Kunqu: An Introduction With Cheung Lai-chun

Date :
Saturday, 25 February 2017
Time :
10:30-12:00
Venue :
1/F, Fung Ping Shan Building, UMAG, HKU
Cost :
Free admission. All are welcome.
Enquiries :
Elena Cheung at [email protected] or 2241-5512
Note :
This event will be conducted in Cantonese, with some English subtitle

Kunqu (崑曲) is a form of Chinese musical drama. But it is more than just drama: it is a combination of play, opera, ballet, poetry recital, and musical recital.

The name Kunqu refers, strictly speaking, to the musical element of this art form, and is connected with the fact that one of the principal types of regional music that went into the making of Kunqu came from the district of Kunshan (崑山) (near Suzhou, in modern Jiangsu Province). This type of regional music goes back to the fourteenth century. It was given shape in the sixteenth century by Wei Liangfu and others, who combined it with three other forms of southern music and with northern tunes from the drama of the Yuan dynasty (1279–1368). Wei Liangfu (魏良輔) and his collaborators standardized the rules of rhyme, tones, pronunciation, and notation, making it possible for this regional form of music to become a national standard. By the end of the sixteenth century, Kunqu spread from the Suzhou region to the rest of China, and became the most prestigious form of Chinese drama.

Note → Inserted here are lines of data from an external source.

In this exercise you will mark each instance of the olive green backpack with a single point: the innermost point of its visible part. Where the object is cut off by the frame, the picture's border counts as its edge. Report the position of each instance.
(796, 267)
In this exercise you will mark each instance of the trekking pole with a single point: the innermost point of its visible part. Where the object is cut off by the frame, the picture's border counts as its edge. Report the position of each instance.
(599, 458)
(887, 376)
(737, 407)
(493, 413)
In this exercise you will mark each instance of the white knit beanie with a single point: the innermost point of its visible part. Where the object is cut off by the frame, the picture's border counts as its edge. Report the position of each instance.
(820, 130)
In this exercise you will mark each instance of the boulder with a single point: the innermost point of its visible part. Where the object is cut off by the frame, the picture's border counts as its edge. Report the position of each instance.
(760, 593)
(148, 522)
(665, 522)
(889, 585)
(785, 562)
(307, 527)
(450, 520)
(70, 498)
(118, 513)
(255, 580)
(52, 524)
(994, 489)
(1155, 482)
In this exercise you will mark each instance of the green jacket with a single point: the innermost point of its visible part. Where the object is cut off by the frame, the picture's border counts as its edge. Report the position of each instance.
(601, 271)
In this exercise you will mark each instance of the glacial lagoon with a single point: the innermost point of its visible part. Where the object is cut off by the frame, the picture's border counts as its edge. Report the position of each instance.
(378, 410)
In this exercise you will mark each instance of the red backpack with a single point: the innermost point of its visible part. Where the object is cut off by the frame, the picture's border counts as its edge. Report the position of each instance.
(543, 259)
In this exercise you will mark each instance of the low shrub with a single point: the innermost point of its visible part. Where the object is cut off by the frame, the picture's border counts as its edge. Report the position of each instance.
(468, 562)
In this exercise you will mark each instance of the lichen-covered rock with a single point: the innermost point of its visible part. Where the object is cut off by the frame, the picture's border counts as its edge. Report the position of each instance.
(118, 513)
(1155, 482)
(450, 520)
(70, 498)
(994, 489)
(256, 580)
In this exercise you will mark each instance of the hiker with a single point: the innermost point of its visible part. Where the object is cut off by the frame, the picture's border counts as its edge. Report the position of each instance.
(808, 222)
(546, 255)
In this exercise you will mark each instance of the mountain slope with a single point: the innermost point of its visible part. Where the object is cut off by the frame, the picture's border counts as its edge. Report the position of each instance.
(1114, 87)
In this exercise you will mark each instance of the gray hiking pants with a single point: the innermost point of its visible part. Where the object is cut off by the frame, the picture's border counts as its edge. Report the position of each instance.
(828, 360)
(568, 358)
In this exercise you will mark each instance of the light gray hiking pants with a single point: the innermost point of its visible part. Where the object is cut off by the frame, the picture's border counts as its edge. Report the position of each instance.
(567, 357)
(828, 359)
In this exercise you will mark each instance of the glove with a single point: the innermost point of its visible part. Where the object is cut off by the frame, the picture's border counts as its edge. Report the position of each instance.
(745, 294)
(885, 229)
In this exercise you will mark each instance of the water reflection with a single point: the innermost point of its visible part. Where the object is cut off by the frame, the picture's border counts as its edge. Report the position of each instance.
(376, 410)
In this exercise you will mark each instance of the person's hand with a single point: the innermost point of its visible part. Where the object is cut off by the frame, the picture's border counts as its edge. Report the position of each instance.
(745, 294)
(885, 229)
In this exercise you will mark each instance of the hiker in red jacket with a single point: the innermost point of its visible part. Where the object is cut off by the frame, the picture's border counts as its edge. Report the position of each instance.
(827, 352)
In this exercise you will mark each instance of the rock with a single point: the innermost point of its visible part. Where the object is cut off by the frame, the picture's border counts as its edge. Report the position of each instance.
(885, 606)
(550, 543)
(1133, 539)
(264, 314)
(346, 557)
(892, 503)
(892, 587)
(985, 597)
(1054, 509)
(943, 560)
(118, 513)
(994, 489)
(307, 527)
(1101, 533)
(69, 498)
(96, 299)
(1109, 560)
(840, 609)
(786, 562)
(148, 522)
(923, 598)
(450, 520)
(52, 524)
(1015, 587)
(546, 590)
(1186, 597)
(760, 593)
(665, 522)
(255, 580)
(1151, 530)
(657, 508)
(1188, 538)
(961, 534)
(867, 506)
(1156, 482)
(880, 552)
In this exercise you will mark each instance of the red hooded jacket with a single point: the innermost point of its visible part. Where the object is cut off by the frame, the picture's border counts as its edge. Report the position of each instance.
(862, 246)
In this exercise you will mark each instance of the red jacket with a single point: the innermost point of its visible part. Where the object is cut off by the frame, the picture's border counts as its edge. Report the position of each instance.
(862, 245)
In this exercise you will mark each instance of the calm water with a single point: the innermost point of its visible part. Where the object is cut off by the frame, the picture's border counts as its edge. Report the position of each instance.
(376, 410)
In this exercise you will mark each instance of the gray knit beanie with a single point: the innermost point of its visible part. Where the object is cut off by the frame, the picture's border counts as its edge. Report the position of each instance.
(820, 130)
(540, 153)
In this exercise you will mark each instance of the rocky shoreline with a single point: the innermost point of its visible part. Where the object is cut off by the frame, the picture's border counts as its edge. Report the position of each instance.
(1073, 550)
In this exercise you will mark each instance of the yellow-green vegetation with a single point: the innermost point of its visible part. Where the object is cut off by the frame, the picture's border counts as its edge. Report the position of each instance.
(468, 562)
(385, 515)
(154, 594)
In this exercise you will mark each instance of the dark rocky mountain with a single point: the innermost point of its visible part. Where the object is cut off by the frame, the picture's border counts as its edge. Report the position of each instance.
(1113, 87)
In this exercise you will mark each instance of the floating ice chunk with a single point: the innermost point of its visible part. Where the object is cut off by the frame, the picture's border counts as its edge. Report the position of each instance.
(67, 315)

Music is an essential element of Kunqu, but it differs from Western opera in that there are no individual composers in the Western sense; the author of the drama chooses from an existing repertory, according to fixed conventions, as the tunes exist not in isolation but in sequences. There is a delicate relation between words and tunes: Chinese is a tonal language, every word has a “melody," as it were, and the musical air is superimposed on the word melody, without interfering with it.

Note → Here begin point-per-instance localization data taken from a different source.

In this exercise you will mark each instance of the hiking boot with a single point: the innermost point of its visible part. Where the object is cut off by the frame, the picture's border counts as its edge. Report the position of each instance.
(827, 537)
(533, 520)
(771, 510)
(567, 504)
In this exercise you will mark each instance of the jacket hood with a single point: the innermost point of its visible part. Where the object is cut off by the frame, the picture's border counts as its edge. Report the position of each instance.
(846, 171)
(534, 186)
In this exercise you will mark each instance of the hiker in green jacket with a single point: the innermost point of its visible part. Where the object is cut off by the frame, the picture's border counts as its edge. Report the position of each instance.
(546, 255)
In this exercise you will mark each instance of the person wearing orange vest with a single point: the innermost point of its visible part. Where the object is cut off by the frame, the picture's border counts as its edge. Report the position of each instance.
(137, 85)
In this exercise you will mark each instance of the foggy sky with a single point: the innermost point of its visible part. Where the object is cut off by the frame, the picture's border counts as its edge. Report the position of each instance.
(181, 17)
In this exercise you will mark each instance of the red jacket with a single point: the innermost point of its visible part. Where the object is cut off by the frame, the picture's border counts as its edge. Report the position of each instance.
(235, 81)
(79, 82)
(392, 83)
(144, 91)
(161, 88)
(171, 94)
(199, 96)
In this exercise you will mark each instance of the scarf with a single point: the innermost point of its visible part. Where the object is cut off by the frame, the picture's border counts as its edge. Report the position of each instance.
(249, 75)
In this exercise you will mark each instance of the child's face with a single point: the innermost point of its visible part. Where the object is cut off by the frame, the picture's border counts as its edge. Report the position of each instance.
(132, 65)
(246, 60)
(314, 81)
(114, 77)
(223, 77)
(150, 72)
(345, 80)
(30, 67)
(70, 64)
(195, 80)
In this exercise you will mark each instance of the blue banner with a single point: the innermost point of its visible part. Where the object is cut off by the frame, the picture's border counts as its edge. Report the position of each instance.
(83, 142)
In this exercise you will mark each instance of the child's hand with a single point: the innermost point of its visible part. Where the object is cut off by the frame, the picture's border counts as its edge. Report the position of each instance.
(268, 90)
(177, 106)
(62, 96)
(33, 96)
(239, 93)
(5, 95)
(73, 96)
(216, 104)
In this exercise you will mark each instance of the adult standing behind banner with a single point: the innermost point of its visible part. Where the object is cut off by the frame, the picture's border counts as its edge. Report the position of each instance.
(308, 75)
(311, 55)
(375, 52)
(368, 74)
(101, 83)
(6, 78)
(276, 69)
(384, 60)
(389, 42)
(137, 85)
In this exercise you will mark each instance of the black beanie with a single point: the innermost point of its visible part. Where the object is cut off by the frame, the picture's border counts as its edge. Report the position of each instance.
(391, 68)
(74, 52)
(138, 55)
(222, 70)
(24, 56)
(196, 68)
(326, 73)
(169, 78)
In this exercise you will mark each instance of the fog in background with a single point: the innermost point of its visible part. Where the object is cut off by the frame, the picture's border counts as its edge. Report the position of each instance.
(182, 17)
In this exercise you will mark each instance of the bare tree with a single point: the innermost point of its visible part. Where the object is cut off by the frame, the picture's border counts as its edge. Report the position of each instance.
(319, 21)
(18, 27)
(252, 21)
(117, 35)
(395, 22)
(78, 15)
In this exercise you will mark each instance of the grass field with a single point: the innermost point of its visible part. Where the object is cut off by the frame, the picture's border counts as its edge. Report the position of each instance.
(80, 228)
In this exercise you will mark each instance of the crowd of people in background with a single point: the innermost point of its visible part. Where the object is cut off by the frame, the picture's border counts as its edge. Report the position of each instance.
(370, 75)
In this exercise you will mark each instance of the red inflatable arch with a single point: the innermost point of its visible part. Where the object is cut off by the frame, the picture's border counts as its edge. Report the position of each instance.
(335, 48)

In addition to music and words, there is the third element of dance movements and gestures, all rigidly stylized. The three elements work in harmony to convey the meaning and the aesthetic effect desired. Stage equipment is kept to a minimum. There is no curtain, and few props: sometimes a table and a chair. The stage setting, like the costumes, is not meant to be realistic. The actors appeal to the audience’s imagination and conjure up a scene or a setting (such as a door, a horse, a river, a boat) with words, gestures, and music.

Speaker
Cheung Lai-chun began learning the qin (古琴) under Madame Tsar Teh yun in 1976, and Kunqu (崑曲) under Ms Le Yiping in 1988. She is currently a part-time instructor in the Department of Chinese Language and Literature of the Hong Kong Baptist University, teaching the Art of Kunqu. She is also a member of the Commission for the Research and Promotion of Kunju of the Hong Kong Institute for Promotion of Chinese Culture, a researcher at the Centre for Chinese Cultural Heritage of the Hong Kong Baptist University, and chairman of the Concordia Kunqu Society of Hong Kong. In recent years, she has been dedicated to the exploration of traditional Chinese vocal art. She gave vocal interpretations in three recent publications in Hong Kong, one of which is The Vocalisation of the Ci Poems of Jiang Kui(白石詞擬唱), published by the Department of Chinese Language and Literature of Hong Kong Baptist University, and the other is the vocal interpretation of Kunqu in the CD accompanying An Anthology of Notated Northern and Southern Ci Music in Nine Modes: A Critical Edition with Commentary(新定九宮大成南北詞宮譜譯註), a nine-volume series published by the Music Department of the Chinese University of Hong Kong, and also the vocal interpretation of Gem of Ci Poetry Music(宋韻遺珍), published by The Commercial Press.